64 -------------------------------------------------------------------------------- Table of Contents Item 2. MANAGEMENT'S DISCUSSION AND ANALYSIS OF FINANCIAL CONDITION AND RESULTS OF OPERATIONS - Continued Other Future Capital Requirements Our 7% Senior Notes with an aggregate principal balance of $500 million mature on October 1, 2013. We expect to fund this obligation from existing cash and marketable investment securities balances.

4 1/4% Senior Notes due 2018. On April 5, 2013, we issued $1.2 billion aggregate principal amount of our five-year, 4 1/4% Senior Notes due April 1, 2018 at an issue price of 100.0%. Interest accrues at an annual rate of 4 1/4% and is payable semi-annually in cash, in arrears on April 1 and October 1 of each year, commencing on October 1, 2013.

5 1/8% Senior Notes due 2020. On April 5, 2013, we issued $1.1 billion aggregate principal amount of our seven-year, 5 1/8% Senior Notes due May 1, 2020 at an issue price of 100.0%. Interest accrues at an annual rate of 5 1/8% and is payable semi-annually in cash, in arrears on May 1 and November 1 of each year, commencing on November 1, 2013.
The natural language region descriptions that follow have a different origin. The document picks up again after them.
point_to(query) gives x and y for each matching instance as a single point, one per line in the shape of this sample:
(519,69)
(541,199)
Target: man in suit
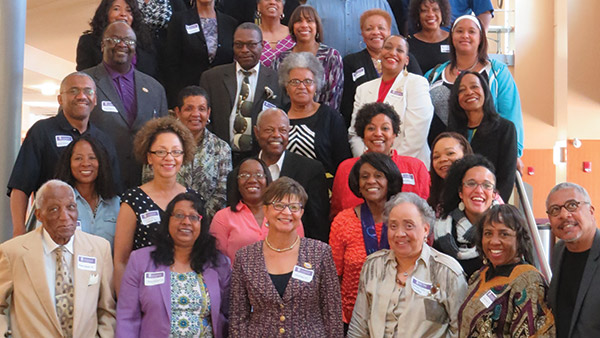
(56,280)
(46,140)
(575,262)
(127,98)
(272,132)
(239,91)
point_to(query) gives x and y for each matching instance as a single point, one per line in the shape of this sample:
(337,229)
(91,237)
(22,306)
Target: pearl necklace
(284,249)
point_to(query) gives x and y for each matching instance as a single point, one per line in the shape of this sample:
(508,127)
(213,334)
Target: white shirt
(275,168)
(253,78)
(50,261)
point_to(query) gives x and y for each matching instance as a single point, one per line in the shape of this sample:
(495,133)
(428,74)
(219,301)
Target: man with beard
(46,140)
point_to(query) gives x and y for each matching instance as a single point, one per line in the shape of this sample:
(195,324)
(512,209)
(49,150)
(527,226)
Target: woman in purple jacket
(180,287)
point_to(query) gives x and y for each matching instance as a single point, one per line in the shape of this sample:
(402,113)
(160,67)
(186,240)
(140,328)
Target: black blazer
(89,54)
(352,63)
(311,175)
(187,54)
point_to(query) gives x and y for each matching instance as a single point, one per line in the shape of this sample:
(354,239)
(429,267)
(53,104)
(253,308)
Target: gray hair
(43,190)
(301,60)
(425,210)
(64,81)
(262,113)
(569,185)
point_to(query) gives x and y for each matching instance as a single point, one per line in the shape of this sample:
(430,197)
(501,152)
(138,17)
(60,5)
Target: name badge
(303,274)
(150,217)
(63,140)
(154,278)
(268,105)
(488,298)
(86,263)
(358,73)
(420,287)
(192,28)
(408,179)
(107,106)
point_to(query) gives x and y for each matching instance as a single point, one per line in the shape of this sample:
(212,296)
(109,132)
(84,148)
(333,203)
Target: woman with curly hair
(89,52)
(164,144)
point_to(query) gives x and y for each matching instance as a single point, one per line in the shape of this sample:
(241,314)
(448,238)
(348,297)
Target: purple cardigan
(145,311)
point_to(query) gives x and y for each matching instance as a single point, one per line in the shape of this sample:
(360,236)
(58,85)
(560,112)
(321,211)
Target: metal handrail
(538,249)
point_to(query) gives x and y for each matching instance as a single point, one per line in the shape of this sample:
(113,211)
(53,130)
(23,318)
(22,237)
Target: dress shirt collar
(50,245)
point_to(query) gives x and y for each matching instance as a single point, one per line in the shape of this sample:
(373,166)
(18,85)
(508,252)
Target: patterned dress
(510,304)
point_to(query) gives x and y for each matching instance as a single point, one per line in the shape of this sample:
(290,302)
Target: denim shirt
(104,223)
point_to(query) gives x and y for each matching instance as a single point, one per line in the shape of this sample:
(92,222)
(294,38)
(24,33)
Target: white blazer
(410,98)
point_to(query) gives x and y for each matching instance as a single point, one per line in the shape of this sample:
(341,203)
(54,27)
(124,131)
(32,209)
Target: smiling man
(575,262)
(46,140)
(239,91)
(56,280)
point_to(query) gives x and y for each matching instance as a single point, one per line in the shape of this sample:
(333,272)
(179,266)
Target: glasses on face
(250,45)
(294,207)
(192,218)
(570,206)
(246,176)
(87,91)
(296,82)
(164,153)
(473,185)
(115,41)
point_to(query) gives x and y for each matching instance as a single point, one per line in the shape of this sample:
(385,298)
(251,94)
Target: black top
(280,281)
(571,272)
(41,150)
(429,54)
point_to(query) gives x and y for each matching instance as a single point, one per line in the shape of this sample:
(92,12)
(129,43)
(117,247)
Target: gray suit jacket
(221,84)
(584,321)
(151,103)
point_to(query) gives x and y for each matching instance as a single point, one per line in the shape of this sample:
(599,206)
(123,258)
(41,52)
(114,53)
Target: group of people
(288,190)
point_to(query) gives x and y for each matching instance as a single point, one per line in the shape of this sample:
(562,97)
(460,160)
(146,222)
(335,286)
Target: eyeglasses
(250,45)
(246,176)
(87,91)
(164,153)
(296,82)
(294,207)
(192,218)
(115,41)
(473,185)
(570,206)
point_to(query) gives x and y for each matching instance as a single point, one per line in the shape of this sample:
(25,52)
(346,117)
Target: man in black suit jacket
(575,262)
(122,110)
(272,132)
(224,85)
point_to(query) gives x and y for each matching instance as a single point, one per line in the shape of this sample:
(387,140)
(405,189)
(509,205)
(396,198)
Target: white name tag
(488,298)
(303,274)
(420,287)
(107,106)
(63,140)
(192,28)
(86,263)
(152,216)
(358,73)
(408,179)
(154,278)
(268,105)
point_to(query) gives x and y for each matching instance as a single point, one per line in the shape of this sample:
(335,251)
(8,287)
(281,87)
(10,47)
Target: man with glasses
(46,139)
(127,98)
(573,294)
(239,91)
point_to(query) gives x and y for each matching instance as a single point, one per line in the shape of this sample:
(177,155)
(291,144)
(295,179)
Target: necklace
(284,249)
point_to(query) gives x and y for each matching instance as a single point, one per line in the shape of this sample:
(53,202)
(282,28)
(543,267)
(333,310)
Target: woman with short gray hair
(410,290)
(318,131)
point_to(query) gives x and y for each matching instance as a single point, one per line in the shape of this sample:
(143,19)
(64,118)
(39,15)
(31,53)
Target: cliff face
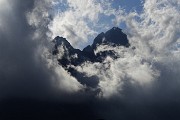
(70,56)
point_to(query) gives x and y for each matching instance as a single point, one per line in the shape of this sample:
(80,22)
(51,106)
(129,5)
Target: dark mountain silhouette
(71,56)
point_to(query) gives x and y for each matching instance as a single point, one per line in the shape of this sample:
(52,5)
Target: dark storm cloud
(20,72)
(25,81)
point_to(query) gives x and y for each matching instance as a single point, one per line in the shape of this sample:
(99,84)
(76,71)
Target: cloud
(143,83)
(79,20)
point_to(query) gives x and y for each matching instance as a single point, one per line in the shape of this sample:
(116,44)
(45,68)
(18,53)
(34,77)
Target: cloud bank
(143,83)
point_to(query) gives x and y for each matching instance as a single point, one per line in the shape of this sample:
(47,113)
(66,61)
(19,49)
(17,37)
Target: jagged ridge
(71,56)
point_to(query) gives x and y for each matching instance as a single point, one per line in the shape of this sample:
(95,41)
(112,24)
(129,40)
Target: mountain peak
(75,57)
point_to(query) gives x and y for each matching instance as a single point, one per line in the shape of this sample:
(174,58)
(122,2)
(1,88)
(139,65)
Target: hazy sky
(143,84)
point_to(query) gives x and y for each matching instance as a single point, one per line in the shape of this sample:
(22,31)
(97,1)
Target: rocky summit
(71,56)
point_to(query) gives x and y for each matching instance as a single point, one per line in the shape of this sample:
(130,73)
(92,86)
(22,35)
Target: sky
(143,84)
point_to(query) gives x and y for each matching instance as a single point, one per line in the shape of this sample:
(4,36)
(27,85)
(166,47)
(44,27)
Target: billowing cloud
(143,83)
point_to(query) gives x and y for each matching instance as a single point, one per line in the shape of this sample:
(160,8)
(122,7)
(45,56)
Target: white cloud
(80,20)
(153,33)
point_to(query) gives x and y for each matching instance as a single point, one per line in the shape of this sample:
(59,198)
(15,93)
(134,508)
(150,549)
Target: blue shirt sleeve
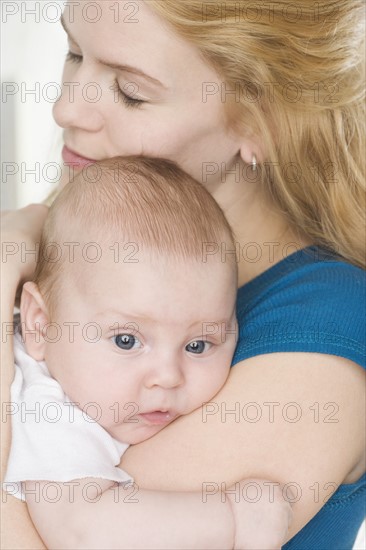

Strategic Investments or Acquisitions From time to time we evaluate opportunities for strategic investments or acquisitions that may complement our current services and products, enhance our technical capabilities, improve or sustain our competitive position, or otherwise offer growth opportunities. We may make investments in or partner with others to, among other things, expand our business into mobile and portable video, IPTV and wireline and wireless data and voice services. Future material investments or acquisitions may require that we obtain additional capital, assume third party debt or incur other long-term obligations.

Investments in ARS A portion of our investment portfolio is invested in auction rate securities ("ARS"), and other strategic investments, and as a result a portion of our portfolio has restricted liquidity. Liquidity in the markets for these investments has been adversely impacted. If the credit ratings of these securities deteriorate or the lack of liquidity in the marketplace continues, we may be required to record impairment charges. Moreover, the sustained uncertainty of domestic and global financial markets has greatly affected the volatility and value of our marketable investment securities. To the extent we require access to funds, we may need to sell these securities under unfavorable market conditions, record further impairment charges and fall short of our financing needs.

Off-Balance Sheet Arrangements Other than the "Guarantees" disclosed in Note 12 in the Notes to our Condensed Consolidated Financial Statements, we generally do not engage in off-balance sheet financing activities.